Session

Pantograph Measuring System & Wheel Profile Measuring System: Two essential systems to implement Condition Base Maintenance

Abstract

The constant increase of traffic and transit speed in railway lines, associated with the new safety standards, require more frequent and more attentive monitoring of the risk factors.The train wheels and their interaction with the rail together with the pantograph carbon stripes and their interaction with the overhead line represent a key factor of this risk so that their parameters must be measured with good accuracy and high frequency.At the same time the use of wayside monitoring systems permits not only to reduce the risk of derailments (important safety impact) or overhead line damages but also to contribute to reduce the cost and keep under control the maintenance of the vehicle and the maintenance of railway infrastructure.

Until recent time, manual measurement methods required trains to go to the workshop for checking, bringing along undesirable downtime; with new generation of automatic measuring systems, the trains need just to pass through the measuring site, without any negative effect on their operational schedule.

Integrating Automatic measurement system with Automatic Vehicle Identification System allows the correlation of measures over time and the analysis of wear trends: this is key to paving the way for predictive maintenance at the expense of the less effective and more costly traditional preventive maintenance. 
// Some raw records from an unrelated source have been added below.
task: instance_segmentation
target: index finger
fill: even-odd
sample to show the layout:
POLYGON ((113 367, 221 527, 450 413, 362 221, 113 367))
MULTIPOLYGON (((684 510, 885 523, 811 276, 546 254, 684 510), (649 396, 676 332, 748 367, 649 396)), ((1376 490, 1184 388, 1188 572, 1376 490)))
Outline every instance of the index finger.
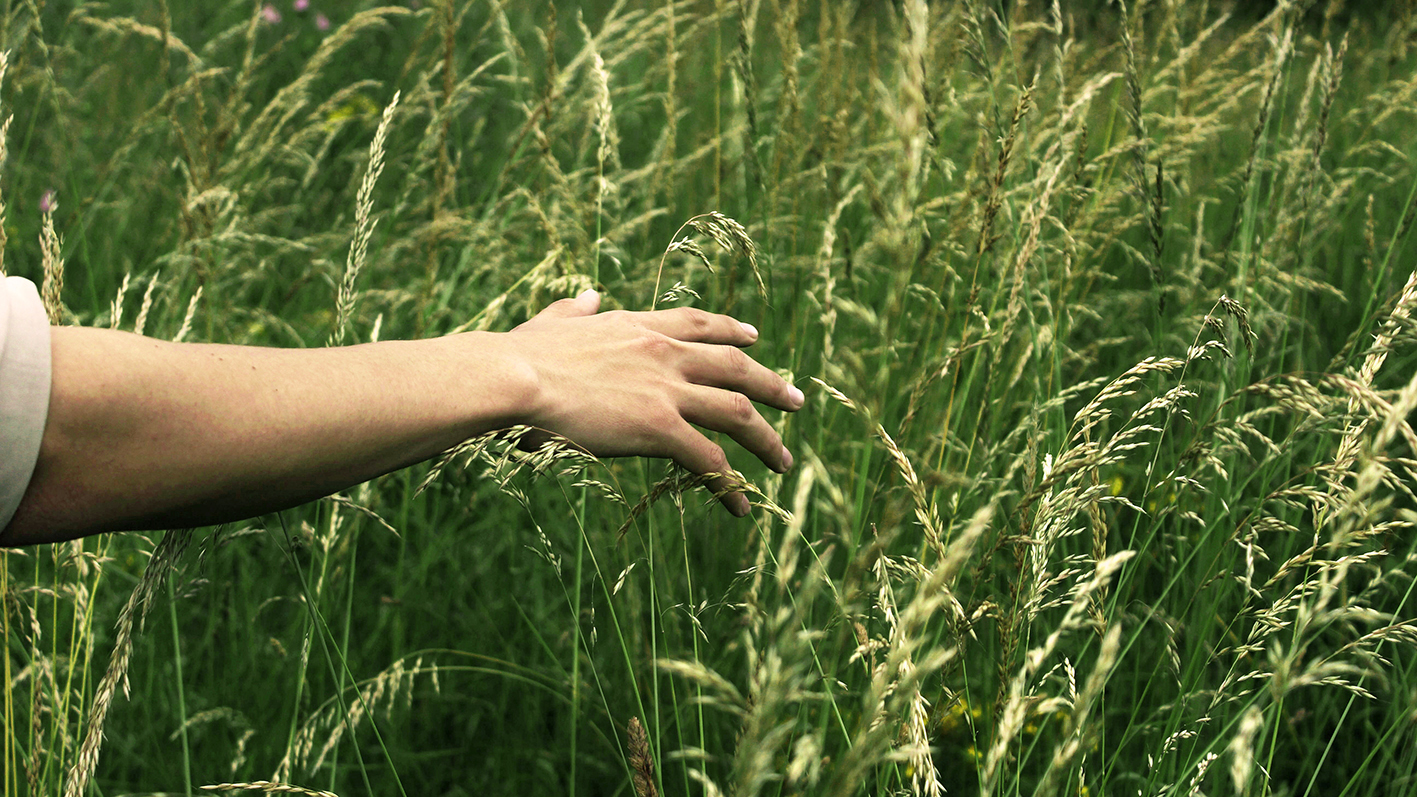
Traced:
POLYGON ((750 346, 758 339, 758 330, 751 323, 743 323, 731 316, 706 312, 697 308, 674 308, 635 313, 635 321, 666 338, 687 343, 726 343, 750 346))

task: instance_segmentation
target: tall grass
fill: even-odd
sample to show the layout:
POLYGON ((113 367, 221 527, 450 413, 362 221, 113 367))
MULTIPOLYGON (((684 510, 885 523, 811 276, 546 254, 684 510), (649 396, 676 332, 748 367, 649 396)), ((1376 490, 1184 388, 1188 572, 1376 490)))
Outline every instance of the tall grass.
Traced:
POLYGON ((6 9, 51 318, 693 303, 798 465, 513 433, 6 552, 6 794, 1413 788, 1410 7, 310 6, 6 9))

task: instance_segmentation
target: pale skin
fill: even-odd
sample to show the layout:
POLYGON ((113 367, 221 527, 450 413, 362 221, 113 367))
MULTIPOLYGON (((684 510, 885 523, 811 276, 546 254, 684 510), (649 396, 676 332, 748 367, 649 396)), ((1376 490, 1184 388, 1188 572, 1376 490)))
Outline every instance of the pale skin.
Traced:
MULTIPOLYGON (((516 424, 598 457, 724 474, 711 430, 792 465, 755 403, 794 411, 802 393, 741 350, 757 330, 694 309, 598 309, 585 292, 506 333, 337 349, 51 328, 40 458, 0 546, 264 515, 516 424)), ((748 512, 730 482, 708 486, 748 512)))

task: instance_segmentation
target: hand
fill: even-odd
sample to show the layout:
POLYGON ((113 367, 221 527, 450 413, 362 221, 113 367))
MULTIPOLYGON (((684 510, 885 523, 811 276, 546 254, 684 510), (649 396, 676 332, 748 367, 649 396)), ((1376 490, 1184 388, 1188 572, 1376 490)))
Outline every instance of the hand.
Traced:
MULTIPOLYGON (((795 411, 802 391, 740 350, 757 329, 690 308, 598 313, 599 305, 599 294, 587 291, 507 333, 536 384, 526 424, 598 457, 666 457, 694 474, 727 474, 727 455, 699 425, 778 472, 792 467, 754 401, 795 411)), ((728 479, 708 486, 730 512, 748 513, 747 496, 728 479)))

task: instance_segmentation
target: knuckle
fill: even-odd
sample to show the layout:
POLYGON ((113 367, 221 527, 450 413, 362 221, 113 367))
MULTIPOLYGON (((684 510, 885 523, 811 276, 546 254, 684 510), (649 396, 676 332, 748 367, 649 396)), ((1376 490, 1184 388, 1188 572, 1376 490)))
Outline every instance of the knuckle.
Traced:
POLYGON ((699 308, 682 308, 682 309, 683 309, 684 321, 687 321, 689 325, 696 332, 703 332, 703 330, 708 329, 710 326, 713 326, 713 315, 711 313, 704 312, 704 311, 701 311, 699 308))
POLYGON ((734 393, 730 396, 728 413, 733 416, 734 423, 740 427, 750 425, 754 418, 758 417, 758 410, 754 408, 752 400, 743 393, 734 393))
POLYGON ((723 364, 728 370, 728 374, 743 377, 752 370, 752 357, 744 355, 743 350, 733 346, 724 346, 720 350, 723 352, 723 364))
POLYGON ((726 472, 728 472, 728 455, 724 454, 723 448, 720 448, 718 445, 710 444, 707 455, 708 455, 707 462, 708 462, 708 471, 710 472, 714 472, 714 474, 726 474, 726 472))
POLYGON ((657 332, 640 329, 639 335, 635 338, 635 345, 640 352, 649 355, 650 357, 662 359, 669 355, 674 342, 663 335, 659 335, 657 332))

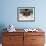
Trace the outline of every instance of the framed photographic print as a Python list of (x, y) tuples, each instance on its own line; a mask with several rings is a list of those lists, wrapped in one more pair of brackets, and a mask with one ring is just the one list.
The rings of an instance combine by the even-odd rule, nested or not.
[(35, 21), (35, 7), (18, 7), (17, 20), (20, 22)]

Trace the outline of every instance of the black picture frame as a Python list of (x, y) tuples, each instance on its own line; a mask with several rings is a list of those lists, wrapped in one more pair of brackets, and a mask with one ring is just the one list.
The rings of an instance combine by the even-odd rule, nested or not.
[(35, 7), (18, 7), (17, 8), (18, 22), (34, 22), (35, 21)]

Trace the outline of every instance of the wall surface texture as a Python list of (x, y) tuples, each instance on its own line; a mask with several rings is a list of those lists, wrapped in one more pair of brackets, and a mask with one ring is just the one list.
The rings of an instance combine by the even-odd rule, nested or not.
[[(35, 7), (35, 22), (18, 22), (17, 7)], [(15, 28), (46, 29), (46, 0), (0, 0), (0, 31), (9, 24)]]

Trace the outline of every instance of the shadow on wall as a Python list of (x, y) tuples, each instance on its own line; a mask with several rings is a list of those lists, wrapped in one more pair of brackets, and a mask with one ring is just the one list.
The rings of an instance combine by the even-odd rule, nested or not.
[(2, 36), (3, 36), (3, 32), (5, 32), (6, 30), (4, 30), (5, 25), (4, 24), (0, 24), (0, 43), (2, 43)]

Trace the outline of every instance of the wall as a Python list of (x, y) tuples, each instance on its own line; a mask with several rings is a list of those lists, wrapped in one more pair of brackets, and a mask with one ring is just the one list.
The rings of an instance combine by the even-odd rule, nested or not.
[[(46, 0), (0, 0), (0, 27), (46, 28)], [(35, 7), (35, 22), (18, 22), (17, 7)]]

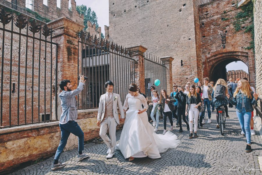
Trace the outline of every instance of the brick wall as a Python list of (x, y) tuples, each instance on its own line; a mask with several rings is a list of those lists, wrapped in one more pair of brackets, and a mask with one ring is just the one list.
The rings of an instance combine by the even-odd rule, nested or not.
[(238, 78), (242, 78), (246, 77), (248, 79), (248, 74), (243, 70), (229, 71), (226, 72), (226, 79), (233, 79), (234, 81)]
[(262, 0), (256, 0), (254, 4), (256, 90), (262, 96)]
[[(242, 61), (249, 67), (250, 83), (254, 86), (254, 54), (252, 50), (244, 48), (249, 46), (252, 41), (251, 34), (244, 33), (243, 29), (238, 32), (235, 30), (234, 18), (241, 10), (237, 8), (233, 3), (229, 0), (214, 0), (199, 6), (203, 76), (209, 77), (210, 79), (212, 75), (216, 73), (214, 72), (227, 64), (234, 61)], [(222, 18), (226, 20), (223, 20)], [(251, 24), (251, 21), (248, 20), (242, 27)], [(223, 49), (220, 33), (226, 31), (226, 43)]]
[[(99, 136), (96, 125), (97, 109), (78, 111), (77, 122), (85, 141)], [(61, 137), (59, 122), (0, 130), (0, 173), (14, 169), (20, 164), (47, 158), (55, 153)], [(118, 125), (117, 129), (123, 127)], [(77, 137), (70, 134), (64, 151), (78, 147)]]
[(109, 38), (124, 46), (141, 44), (160, 57), (174, 58), (172, 83), (192, 82), (202, 74), (192, 64), (197, 61), (193, 1), (110, 0)]

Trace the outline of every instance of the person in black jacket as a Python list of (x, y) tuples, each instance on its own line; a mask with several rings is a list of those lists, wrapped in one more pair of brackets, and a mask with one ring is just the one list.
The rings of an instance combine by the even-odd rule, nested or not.
[(165, 134), (167, 132), (167, 117), (168, 116), (171, 127), (170, 130), (173, 130), (173, 121), (172, 120), (172, 111), (174, 110), (175, 106), (173, 103), (176, 102), (171, 96), (168, 96), (167, 93), (167, 91), (162, 89), (161, 91), (160, 96), (160, 100), (158, 102), (158, 109), (162, 111), (163, 118), (164, 119), (164, 130), (163, 134)]
[(198, 119), (202, 103), (200, 95), (196, 92), (195, 85), (192, 85), (189, 88), (189, 93), (187, 96), (185, 115), (188, 114), (189, 119), (189, 127), (190, 133), (188, 138), (191, 139), (193, 136), (193, 121), (194, 120), (194, 137), (197, 137), (196, 131), (197, 130)]
[(184, 90), (185, 89), (183, 86), (179, 87), (178, 88), (178, 92), (174, 96), (174, 98), (176, 99), (178, 102), (177, 116), (178, 118), (178, 123), (180, 127), (180, 129), (178, 131), (178, 132), (179, 133), (181, 133), (183, 132), (183, 130), (182, 129), (182, 118), (184, 122), (187, 125), (187, 130), (189, 130), (189, 125), (186, 119), (186, 116), (185, 115), (187, 94), (184, 93)]

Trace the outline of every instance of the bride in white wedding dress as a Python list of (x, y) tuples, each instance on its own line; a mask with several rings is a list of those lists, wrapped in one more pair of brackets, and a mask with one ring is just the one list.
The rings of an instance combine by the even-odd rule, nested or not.
[(116, 149), (120, 150), (125, 158), (129, 158), (130, 161), (134, 158), (159, 158), (161, 157), (160, 153), (176, 148), (180, 141), (169, 131), (164, 135), (157, 134), (154, 131), (145, 112), (148, 108), (147, 102), (142, 95), (137, 93), (137, 88), (134, 83), (129, 86), (129, 93), (123, 106), (125, 111), (129, 106), (129, 109), (126, 112), (119, 143)]

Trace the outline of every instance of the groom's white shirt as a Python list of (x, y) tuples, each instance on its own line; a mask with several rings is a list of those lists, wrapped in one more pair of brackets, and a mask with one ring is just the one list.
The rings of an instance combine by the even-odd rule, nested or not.
[[(97, 114), (97, 120), (102, 121), (105, 116), (105, 111), (106, 98), (106, 93), (101, 95), (99, 100), (99, 105), (98, 107), (98, 112)], [(116, 98), (117, 97), (117, 98)], [(124, 110), (122, 106), (122, 103), (120, 99), (120, 95), (117, 94), (115, 94), (112, 92), (112, 96), (111, 98), (113, 99), (113, 114), (114, 118), (116, 120), (116, 123), (119, 125), (119, 118), (118, 113), (117, 111), (117, 106), (119, 109), (121, 115), (121, 118), (125, 118), (125, 114), (124, 113)]]

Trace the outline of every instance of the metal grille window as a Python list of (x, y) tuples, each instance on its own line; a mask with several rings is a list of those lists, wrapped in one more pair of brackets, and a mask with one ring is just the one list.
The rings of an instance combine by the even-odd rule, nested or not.
[(4, 8), (0, 19), (1, 126), (57, 120), (58, 45), (52, 29)]

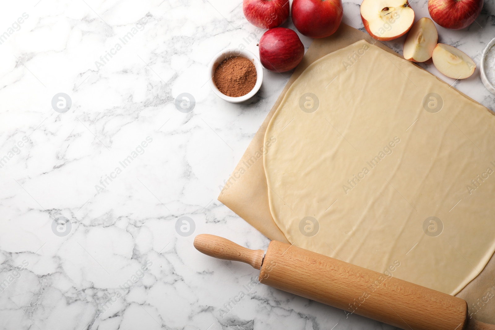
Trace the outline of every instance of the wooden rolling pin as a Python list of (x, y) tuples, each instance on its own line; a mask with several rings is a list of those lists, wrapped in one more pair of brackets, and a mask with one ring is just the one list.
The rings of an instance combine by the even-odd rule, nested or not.
[(495, 330), (470, 318), (453, 296), (272, 240), (265, 253), (218, 236), (201, 234), (194, 246), (209, 256), (260, 270), (273, 287), (406, 330)]

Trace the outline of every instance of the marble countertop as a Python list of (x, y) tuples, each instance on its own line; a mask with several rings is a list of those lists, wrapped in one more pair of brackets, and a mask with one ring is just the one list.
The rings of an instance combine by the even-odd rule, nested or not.
[[(360, 2), (344, 2), (344, 22), (362, 29)], [(411, 5), (428, 16), (426, 0)], [(440, 41), (479, 61), (494, 12), (486, 1)], [(214, 54), (257, 53), (240, 0), (30, 0), (0, 15), (0, 328), (392, 329), (193, 247), (203, 233), (269, 242), (216, 200), (290, 76), (265, 70), (242, 104), (210, 90)], [(454, 81), (425, 67), (494, 109), (478, 69)]]

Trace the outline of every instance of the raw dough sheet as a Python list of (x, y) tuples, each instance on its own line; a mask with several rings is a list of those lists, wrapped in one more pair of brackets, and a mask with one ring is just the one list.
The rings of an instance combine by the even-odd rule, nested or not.
[(264, 141), (298, 246), (449, 294), (493, 254), (495, 117), (408, 61), (364, 40), (319, 59)]
[[(271, 146), (276, 144), (277, 142), (275, 142), (269, 147), (267, 147), (263, 144), (263, 137), (268, 122), (275, 110), (280, 105), (287, 91), (311, 63), (332, 51), (346, 47), (360, 40), (366, 40), (370, 43), (374, 43), (390, 54), (398, 56), (379, 42), (372, 39), (367, 34), (345, 24), (342, 24), (337, 32), (333, 36), (323, 39), (314, 40), (305, 54), (302, 62), (293, 74), (286, 88), (260, 127), (239, 164), (233, 172), (230, 180), (231, 184), (226, 186), (218, 197), (220, 201), (270, 239), (287, 241), (284, 234), (275, 224), (270, 213), (268, 202), (268, 188), (266, 184), (266, 178), (262, 164), (262, 158), (257, 156), (260, 152), (262, 154), (264, 150), (270, 152)], [(430, 79), (436, 78), (431, 75)], [(443, 82), (442, 83), (445, 84)], [(465, 97), (469, 99), (467, 96)], [(397, 146), (399, 145), (400, 142)], [(248, 164), (249, 166), (247, 166), (246, 164)], [(241, 175), (239, 175), (240, 170), (243, 172)], [(446, 231), (446, 229), (445, 230)], [(463, 234), (461, 235), (462, 236)], [(399, 269), (400, 267), (398, 269)], [(492, 257), (481, 274), (456, 295), (468, 301), (470, 313), (473, 317), (486, 322), (495, 323), (495, 304), (493, 302), (493, 300), (495, 299), (490, 298), (493, 296), (493, 293), (495, 293), (495, 288), (493, 286), (493, 279), (495, 277), (494, 275), (495, 258)]]

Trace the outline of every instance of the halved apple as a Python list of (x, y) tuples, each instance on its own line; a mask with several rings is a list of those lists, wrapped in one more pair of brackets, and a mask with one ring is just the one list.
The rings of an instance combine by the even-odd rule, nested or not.
[(404, 58), (413, 62), (424, 62), (432, 57), (438, 42), (438, 33), (433, 21), (423, 17), (416, 22), (404, 43)]
[(363, 0), (360, 10), (364, 28), (377, 40), (403, 36), (414, 22), (414, 11), (407, 0)]
[(440, 72), (454, 79), (470, 76), (476, 68), (471, 57), (455, 47), (438, 44), (432, 55), (433, 64)]

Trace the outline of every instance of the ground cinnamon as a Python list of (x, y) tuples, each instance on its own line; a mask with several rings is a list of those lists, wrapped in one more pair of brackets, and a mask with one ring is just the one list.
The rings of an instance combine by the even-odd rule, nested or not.
[(217, 67), (213, 82), (225, 95), (238, 97), (252, 90), (256, 84), (256, 76), (252, 62), (241, 56), (230, 57)]

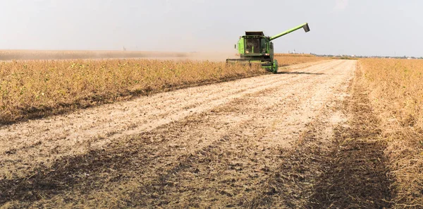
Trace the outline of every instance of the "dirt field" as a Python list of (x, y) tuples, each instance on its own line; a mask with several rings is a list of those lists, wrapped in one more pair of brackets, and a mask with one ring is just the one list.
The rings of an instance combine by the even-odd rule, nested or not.
[[(356, 122), (371, 117), (354, 109), (367, 107), (351, 95), (359, 92), (351, 89), (355, 66), (300, 64), (2, 126), (0, 205), (386, 206), (388, 183), (376, 169), (383, 159), (360, 162), (364, 170), (341, 167), (368, 153), (341, 139), (360, 137), (352, 131), (360, 129), (378, 134)], [(341, 163), (332, 163), (339, 155)], [(342, 181), (349, 175), (364, 177)], [(364, 193), (352, 190), (362, 186)]]

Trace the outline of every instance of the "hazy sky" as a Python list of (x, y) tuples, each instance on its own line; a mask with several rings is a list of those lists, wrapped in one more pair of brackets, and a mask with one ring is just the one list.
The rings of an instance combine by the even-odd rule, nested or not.
[(245, 30), (276, 51), (423, 56), (423, 1), (0, 0), (0, 49), (233, 52)]

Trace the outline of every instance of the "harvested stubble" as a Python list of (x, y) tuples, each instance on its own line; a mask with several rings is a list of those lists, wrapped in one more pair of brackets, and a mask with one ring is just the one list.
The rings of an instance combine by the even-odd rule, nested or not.
[(258, 66), (147, 59), (0, 63), (0, 124), (265, 73)]
[(309, 54), (275, 54), (274, 59), (280, 66), (330, 59)]
[(360, 59), (388, 147), (396, 208), (423, 208), (423, 61)]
Automatic systems are mainly located in a depot yard, where trains pass at low speed, to allow for measurements before and after maintenance operations.A parallel approach that has been gaining traction in the last years is to inspect trains on regular lines, and to adopt technologies for automatic train identification, in order to keep track of trains and the wear conditions of their pantographs and wheels. The ideal scenario is to place these Automatic Train Inspection Station (ATIS) along the busiest lines, forming the Automatic Train Inspection Network (ATIN), used to inspect the highest possible amount of trains, which are very often high speed traffic lines.

The evolution of the automatic measurement technology therefore aims to obtain stable accurate and reliable measurement at ever-increasing speed distributed on different ATIS spread all over the railway network forming an ATIN. In this field Mermec has developed his experience that culminates in a cutting-edge system capable of measuring wheels parameters at the speed of 250 km/h and pantograph parameters at the speed of 320 km/h.